PostgreSQL like a pro

Schema design, migrations, indexes, EXPLAIN, full-text search, JSONB. The queries that break in production and how to write the ones that don't.

Prerequisites

  • 02.6

Stack

  • PostgreSQL 16
  • psql
  • Prisma or SQLAlchemy or sqlc (pick one)
  • pgcli
  • TablePlus or DBeaver

By the end of this module

  • Design a schema you can defend, including the denormalizations you chose on purpose.
  • Write and review migration files instead of relying on `db push`.
  • Read an EXPLAIN ANALYZE plan and tell sequential scans, index scans, and index-only scans apart.
  • Pick the right index type (btree, hash, gin, gist, partial, covering) for a given query.
  • Use JSONB and full-text search where they earn their weight, and skip them where they don't.

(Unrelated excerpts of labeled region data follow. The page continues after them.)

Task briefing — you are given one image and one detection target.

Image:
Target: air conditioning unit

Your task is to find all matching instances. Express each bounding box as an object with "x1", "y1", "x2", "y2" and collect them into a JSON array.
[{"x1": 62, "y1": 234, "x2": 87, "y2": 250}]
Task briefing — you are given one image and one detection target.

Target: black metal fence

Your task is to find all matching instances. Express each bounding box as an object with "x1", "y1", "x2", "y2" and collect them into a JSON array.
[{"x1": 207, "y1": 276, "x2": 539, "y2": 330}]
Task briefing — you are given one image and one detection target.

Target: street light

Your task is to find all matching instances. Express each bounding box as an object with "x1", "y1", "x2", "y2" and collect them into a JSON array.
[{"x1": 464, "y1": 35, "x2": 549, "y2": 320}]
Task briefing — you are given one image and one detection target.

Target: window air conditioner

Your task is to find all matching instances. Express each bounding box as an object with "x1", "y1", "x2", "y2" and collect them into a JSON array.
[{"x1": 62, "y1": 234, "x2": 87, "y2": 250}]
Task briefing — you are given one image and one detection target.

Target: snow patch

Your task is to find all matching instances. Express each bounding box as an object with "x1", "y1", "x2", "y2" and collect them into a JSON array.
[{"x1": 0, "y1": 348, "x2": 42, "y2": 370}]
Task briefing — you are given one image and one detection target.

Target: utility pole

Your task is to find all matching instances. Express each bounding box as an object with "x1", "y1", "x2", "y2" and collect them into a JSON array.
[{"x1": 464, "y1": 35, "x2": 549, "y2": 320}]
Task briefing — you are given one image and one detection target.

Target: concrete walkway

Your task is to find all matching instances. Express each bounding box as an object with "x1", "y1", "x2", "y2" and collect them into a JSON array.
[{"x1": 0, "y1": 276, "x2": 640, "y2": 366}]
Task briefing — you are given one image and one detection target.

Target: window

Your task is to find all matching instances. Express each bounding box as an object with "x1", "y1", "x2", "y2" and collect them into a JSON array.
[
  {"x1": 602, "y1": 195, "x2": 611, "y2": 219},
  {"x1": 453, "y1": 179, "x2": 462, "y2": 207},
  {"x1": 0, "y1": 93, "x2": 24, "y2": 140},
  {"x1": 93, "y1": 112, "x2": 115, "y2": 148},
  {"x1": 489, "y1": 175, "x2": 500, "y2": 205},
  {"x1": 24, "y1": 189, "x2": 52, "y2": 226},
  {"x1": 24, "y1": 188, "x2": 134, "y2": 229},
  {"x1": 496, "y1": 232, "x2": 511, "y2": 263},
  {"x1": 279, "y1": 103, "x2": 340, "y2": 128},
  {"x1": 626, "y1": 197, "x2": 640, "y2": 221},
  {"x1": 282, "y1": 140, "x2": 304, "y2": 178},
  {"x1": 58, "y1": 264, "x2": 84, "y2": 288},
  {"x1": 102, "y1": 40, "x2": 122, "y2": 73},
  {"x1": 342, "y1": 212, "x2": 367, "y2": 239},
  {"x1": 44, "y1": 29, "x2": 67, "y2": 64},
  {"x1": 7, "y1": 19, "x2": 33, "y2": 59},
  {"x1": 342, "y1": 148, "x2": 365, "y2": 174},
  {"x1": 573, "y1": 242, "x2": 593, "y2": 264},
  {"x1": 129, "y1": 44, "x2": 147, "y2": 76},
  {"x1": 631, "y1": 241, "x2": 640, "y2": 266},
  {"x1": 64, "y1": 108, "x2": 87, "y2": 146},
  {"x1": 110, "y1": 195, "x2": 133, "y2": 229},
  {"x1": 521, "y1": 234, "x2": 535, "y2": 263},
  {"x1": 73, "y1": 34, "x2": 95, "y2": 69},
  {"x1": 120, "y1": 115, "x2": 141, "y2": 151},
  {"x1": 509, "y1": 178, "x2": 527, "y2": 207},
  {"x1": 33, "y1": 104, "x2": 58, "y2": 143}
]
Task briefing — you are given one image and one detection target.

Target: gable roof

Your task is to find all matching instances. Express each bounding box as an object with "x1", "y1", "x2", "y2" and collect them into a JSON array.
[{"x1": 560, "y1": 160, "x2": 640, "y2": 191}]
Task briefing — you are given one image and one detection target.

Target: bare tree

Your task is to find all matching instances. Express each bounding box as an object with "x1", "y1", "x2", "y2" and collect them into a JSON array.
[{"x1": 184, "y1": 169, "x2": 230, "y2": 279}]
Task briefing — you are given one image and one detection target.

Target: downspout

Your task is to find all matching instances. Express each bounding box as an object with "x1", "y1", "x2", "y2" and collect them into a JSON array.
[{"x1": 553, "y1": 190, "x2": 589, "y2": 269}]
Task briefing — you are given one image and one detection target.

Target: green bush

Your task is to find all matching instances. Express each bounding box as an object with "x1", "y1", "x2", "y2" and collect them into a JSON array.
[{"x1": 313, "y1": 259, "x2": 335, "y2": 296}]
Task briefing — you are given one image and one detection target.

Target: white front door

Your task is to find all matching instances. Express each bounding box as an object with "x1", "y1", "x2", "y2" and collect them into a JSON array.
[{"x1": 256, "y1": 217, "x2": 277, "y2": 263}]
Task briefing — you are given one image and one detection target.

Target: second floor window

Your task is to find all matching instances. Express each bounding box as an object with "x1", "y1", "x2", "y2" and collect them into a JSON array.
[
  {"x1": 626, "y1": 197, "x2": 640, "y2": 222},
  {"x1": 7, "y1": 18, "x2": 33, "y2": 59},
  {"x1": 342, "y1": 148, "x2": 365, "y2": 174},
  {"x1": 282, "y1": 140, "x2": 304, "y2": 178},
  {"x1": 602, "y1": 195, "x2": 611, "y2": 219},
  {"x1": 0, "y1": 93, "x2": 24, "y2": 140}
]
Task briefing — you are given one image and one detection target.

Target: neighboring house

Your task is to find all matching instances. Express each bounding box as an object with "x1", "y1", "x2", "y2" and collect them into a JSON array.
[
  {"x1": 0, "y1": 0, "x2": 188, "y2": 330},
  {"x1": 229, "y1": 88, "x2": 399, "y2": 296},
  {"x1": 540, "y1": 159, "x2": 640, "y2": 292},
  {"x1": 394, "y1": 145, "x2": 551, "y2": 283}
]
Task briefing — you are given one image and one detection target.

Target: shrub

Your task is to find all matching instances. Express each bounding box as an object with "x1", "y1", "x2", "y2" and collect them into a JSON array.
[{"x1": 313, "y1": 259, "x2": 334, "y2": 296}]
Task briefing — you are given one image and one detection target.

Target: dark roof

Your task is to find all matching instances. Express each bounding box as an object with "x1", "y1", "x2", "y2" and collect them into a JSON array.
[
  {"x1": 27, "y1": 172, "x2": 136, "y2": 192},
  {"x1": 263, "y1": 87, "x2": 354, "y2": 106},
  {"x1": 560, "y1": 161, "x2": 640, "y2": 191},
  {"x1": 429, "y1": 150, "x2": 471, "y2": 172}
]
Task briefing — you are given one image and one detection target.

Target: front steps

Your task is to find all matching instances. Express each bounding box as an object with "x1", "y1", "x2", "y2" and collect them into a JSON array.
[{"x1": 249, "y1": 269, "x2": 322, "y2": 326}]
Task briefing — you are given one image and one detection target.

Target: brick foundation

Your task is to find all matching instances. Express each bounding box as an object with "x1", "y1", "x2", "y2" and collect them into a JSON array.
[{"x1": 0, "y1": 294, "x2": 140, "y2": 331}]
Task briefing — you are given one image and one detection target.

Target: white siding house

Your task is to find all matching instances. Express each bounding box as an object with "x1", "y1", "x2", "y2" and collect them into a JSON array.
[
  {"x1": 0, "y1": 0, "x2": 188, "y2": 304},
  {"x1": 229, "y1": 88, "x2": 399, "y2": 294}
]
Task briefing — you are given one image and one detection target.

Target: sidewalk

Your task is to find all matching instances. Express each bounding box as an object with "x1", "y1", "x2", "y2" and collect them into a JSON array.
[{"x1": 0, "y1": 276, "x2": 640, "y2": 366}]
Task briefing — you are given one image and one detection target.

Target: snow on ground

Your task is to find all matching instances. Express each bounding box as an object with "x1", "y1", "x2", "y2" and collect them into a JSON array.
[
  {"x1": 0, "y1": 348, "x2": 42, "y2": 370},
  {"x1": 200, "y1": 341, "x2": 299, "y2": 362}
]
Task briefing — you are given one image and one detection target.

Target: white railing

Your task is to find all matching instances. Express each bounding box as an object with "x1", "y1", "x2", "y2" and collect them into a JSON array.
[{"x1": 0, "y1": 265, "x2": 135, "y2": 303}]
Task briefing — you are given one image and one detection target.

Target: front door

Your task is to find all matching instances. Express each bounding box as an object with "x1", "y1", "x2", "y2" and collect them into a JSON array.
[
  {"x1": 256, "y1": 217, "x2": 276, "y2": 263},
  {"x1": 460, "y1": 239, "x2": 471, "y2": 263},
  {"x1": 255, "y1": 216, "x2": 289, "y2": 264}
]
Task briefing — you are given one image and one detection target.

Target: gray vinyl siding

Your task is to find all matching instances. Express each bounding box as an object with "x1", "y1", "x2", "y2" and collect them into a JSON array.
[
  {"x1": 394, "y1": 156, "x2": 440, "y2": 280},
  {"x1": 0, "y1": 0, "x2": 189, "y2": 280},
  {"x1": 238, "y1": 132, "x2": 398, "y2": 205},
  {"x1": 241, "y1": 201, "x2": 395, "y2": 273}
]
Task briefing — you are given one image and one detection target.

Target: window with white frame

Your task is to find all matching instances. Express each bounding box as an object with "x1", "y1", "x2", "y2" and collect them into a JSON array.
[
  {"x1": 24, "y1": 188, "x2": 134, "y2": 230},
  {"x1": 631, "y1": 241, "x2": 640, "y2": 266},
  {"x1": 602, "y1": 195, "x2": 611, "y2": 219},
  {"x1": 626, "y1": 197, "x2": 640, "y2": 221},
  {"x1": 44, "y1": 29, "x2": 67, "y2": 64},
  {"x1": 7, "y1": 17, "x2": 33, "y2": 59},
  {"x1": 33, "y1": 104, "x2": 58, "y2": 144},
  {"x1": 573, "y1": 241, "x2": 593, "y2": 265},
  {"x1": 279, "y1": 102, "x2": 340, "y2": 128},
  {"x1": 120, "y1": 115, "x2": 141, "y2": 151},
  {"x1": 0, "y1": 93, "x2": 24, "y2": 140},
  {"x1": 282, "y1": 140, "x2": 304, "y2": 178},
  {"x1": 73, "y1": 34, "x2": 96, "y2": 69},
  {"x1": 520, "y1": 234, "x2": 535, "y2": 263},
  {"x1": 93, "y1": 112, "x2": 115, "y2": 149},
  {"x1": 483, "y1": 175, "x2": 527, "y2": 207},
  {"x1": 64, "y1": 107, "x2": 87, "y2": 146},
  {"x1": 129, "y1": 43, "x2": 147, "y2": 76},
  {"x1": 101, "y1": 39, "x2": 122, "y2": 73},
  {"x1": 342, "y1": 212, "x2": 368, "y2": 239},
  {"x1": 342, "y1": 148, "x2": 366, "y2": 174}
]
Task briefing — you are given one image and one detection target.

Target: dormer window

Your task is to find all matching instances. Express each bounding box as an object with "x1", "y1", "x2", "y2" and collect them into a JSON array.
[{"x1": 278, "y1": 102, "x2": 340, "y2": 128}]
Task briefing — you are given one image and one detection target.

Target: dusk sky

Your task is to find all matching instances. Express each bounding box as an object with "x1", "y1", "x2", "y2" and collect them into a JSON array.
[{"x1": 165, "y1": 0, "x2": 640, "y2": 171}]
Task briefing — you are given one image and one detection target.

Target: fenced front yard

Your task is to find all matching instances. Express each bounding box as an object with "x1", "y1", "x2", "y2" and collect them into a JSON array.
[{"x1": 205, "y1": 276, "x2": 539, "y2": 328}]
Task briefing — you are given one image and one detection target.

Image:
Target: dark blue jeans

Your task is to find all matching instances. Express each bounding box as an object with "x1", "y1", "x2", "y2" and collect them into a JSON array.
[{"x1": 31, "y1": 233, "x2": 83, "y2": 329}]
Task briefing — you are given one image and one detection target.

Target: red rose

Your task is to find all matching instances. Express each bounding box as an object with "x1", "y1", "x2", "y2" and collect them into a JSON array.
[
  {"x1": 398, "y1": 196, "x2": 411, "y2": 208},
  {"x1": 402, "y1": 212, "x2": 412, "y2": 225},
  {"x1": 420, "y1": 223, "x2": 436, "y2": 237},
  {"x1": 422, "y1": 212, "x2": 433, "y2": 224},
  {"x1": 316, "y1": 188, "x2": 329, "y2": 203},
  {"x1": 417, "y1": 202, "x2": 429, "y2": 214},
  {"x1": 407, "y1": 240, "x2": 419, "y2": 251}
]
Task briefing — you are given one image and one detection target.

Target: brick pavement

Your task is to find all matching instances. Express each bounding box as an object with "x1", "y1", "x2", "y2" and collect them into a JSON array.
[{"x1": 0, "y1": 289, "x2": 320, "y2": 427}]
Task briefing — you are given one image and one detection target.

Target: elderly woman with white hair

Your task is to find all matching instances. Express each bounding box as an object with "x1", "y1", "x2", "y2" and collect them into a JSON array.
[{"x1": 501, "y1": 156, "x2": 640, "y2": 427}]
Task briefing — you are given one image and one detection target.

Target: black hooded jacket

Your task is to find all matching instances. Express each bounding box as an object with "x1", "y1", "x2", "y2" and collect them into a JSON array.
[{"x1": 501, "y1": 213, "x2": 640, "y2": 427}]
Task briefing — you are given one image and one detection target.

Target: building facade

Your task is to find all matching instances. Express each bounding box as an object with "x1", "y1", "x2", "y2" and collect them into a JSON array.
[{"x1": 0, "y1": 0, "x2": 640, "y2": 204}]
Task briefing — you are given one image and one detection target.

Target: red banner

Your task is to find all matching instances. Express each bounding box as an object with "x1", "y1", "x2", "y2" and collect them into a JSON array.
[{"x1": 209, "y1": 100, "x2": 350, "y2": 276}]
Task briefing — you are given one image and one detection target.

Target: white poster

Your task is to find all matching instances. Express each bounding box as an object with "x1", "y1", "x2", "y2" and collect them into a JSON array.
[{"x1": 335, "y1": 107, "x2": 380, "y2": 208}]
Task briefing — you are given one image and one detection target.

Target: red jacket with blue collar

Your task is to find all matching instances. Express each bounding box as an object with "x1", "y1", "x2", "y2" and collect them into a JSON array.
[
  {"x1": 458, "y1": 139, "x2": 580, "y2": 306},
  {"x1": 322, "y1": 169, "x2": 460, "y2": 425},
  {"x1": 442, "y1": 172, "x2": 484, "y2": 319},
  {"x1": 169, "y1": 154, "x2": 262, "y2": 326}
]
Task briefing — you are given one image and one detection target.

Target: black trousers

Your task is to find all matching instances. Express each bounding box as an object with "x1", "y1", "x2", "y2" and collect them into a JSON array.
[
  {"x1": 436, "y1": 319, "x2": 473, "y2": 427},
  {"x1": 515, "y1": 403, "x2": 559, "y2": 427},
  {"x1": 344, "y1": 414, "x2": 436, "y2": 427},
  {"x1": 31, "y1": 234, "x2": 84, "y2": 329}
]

The database is the part of your stack that survives every framework you’ll ever switch off of. Spend an order of magnitude more time learning Postgres than learning whichever ORM you happen to be using this year. The ORM will be replaced. The schema will not.

The opinionated take, said upfront so you can fight it: you almost never need a NoSQL database. Postgres has document storage (JSONB), search (tsvector or pg_trgm), key-value (HSTORE or just two columns), geospatial (PostGIS), pub-sub (LISTEN/NOTIFY), queues (SKIP LOCKED), and now vector search (pgvector). A junior team starting on MongoDB or DynamoDB in 2026 is making a 10-year bet against the most successful database of the last decade. Pick Postgres until you have a specific, measured reason not to.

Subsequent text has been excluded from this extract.